Overview
This section provides an overview of how pydrobert-speech is organized so that you can get your feature representation just right.
The input to pydrobert-speech are (acoustic) signals. The output are
features. We call the operator that transforms the signal to some feature
representation a computer. Operators that act on the signal and produce a
signal, like random dithering, are preprocessors, and operators that act on
features and produce features, like unit normalization, are postprocessors. The
latter two operators exist in the submodules pydrobert.speech.pre
and
pydrobert.speech.post
and follow the usage pattern
>>> y = Op().apply(x)
A computer, which can be found in pydrobert.speech.compute
, will require
more complicated initialization. The standard feature representation, which is
a 2D time-log-frequency matrix of energy, derives from
pydrobert.speech.compute.LinearFilterBankFrameComputer
. It calculates
coefficients over uniform time slices (frames) using a bank of filters.
Children of pydrobert.speech.compute.LinearFilterBankFrameComputer
all
have similar representations and all use linear banks of filters, but can be
computed in different ways. The classic method of computation is the
pydrobert.speech.compute.ShortTimeFourierTransformFrameComputer
.
Banks of filters are derived from
pydrobert.speech.filters.LinearFilterBank
. Children of the parent
class, such as pydrobert.speech.filters.ComplexGammatoneFilterBank
,
will decide on the shape of the filters.
pydrobert.speech.compute.LinearFilterBankFrameComputer
instances
compute coefficients at uniform intervals in time. However, the distribution
over frequencies is decided by the distribution of filter frequency responses
from the filter bank, which, in turn, depends on a scaling function. Scaling
functions can be found in pydrobert.speech.scales
such as
pydrobert.speech.scales.MelScaling
. Scaling functions transform the
frequency domain into some other real domain. In that domain, filter
frequency bandwidths are distributed uniformly which, when translated back to
the frequency domain, could be quite non-uniform.

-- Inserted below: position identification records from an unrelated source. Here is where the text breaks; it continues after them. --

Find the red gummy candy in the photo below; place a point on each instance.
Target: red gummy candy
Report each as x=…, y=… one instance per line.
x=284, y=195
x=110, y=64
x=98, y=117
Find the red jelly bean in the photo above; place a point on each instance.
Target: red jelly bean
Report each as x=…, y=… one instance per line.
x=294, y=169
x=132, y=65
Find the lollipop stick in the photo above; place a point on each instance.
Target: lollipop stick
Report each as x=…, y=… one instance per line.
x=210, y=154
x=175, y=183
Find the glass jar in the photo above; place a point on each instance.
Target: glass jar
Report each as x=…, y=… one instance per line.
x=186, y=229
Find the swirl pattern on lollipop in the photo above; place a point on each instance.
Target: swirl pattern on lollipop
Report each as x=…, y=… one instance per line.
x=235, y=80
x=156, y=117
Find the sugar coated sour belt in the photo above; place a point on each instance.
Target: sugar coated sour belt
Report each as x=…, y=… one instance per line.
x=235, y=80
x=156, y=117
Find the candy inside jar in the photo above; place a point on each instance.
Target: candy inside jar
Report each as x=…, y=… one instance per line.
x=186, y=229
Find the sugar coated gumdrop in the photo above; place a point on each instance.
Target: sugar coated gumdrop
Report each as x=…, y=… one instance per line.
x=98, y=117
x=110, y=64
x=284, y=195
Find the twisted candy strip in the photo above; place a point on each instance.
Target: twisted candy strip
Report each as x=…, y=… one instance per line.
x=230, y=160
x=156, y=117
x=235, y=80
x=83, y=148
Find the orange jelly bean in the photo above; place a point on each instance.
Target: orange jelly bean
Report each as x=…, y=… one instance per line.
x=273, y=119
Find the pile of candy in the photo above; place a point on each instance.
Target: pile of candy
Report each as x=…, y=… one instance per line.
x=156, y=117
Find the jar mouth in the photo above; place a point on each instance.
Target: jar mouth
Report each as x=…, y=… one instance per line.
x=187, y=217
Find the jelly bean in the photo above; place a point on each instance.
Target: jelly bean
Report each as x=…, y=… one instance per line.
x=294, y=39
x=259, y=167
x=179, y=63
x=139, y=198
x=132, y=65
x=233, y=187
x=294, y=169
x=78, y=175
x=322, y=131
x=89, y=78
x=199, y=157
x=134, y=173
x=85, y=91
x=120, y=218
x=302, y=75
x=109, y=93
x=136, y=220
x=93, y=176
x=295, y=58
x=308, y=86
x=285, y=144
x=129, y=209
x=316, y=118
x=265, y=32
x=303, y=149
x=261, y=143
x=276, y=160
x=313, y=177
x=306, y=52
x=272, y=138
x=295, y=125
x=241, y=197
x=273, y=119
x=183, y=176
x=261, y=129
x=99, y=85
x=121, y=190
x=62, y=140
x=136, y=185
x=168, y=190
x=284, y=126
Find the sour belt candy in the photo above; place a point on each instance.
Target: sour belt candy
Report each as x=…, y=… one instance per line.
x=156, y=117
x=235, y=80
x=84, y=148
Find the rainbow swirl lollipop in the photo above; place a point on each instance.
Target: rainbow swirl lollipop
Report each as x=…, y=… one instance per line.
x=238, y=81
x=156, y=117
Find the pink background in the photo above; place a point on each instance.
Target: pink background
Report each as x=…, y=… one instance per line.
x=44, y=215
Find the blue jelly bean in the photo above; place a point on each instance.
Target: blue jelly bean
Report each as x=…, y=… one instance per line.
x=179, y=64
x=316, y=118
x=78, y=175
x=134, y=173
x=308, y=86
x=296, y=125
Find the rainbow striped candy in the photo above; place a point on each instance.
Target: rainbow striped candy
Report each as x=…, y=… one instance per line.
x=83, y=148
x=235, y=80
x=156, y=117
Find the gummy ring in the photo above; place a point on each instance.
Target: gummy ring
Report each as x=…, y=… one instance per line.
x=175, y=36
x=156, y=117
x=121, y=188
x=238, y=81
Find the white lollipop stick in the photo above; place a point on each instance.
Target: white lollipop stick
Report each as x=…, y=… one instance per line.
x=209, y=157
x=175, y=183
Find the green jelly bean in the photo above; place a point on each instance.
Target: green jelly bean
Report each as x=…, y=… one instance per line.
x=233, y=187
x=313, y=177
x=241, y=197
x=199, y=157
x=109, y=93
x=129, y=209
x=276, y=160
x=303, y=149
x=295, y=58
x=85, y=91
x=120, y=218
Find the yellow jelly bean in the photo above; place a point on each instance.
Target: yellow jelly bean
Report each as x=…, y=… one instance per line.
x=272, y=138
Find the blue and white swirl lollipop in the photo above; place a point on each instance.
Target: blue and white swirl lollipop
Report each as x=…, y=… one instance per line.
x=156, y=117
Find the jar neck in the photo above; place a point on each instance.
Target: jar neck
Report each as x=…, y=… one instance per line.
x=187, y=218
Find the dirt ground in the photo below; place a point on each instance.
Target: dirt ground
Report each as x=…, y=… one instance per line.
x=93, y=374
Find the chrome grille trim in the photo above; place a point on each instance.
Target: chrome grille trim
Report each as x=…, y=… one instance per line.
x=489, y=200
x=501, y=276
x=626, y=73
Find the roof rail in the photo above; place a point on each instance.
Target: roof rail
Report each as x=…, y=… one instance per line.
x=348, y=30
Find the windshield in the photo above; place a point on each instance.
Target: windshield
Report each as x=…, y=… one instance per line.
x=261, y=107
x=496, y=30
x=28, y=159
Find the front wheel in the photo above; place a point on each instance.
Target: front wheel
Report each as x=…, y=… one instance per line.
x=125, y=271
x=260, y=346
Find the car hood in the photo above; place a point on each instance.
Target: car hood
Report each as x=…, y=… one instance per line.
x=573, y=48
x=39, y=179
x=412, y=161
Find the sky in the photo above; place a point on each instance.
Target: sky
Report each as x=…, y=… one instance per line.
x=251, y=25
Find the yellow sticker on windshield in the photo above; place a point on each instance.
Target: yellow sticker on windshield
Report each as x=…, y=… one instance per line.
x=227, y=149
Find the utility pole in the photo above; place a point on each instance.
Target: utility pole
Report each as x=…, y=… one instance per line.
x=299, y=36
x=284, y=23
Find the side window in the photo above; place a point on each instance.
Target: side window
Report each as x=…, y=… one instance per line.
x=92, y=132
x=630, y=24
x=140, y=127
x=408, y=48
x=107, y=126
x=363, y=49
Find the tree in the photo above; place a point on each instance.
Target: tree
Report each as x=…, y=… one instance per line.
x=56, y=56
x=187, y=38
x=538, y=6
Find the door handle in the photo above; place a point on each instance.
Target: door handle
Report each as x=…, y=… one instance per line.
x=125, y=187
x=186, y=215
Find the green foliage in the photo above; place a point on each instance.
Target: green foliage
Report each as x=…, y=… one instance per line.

In sum, you build a computer by first choosing a scale from
pydrobert.speech.scales
. You then pass that as an argument to a filter
bank that you’ve chosen from pydrobert.speech.filters
. Finally, you past
that as an argument to your computer of choice. For example:
>>> from pydrobert.speech import *
>>> scale = scales.MelScaling()
>>> bank = filters.ComplexGammatoneFilterBank(scale)
>>> computer = compute.ShortTimeFourierTransformFrameComputer(bank)
>>> # preprocess the signal
>>> feats = computer.compute_full(signal)
>>> # postprocess the signal
This is a bit different from the syntax described in the README. There, we use aliases. Aliases are a simple mechanism for unpacking hierarchies of parameters, such as the hierarchy between these computers, filter banks, and scales. We can streamline the above initialization as
>>> computer = compute.ShortTimeFourierTransformFrameComputer(
... {"name": "tonebank", "scaling_function": "mel"})
or even
>>> computer = compute.FrameComputer.from_alias("stft",
... {"name": "tonebank", "scaling_function": "mel"})
The dictionaries are merely keyword argument dictionaries with the special key
"name"
or "alias"
referring to an alias of the subclass you wish
to initialize (unless you just pass a string, at which point it’s considered
the alias with no arguments). Aliases are listed in each subclass’ alias
class member. Besides for brevity, aliases provide a principled way of storing
hierarchies on disk via JSON. Thus, it’s possible to access most of
pydrobert-speech’s flexibility from the provided command-line hooks.
Finally, there are some visualization functions in the
pydrobert.speech.vis
module (requires matplotlib
), some
extensions to pydrobert-kaldi data iterators in
pydrobert.speech.corpus
.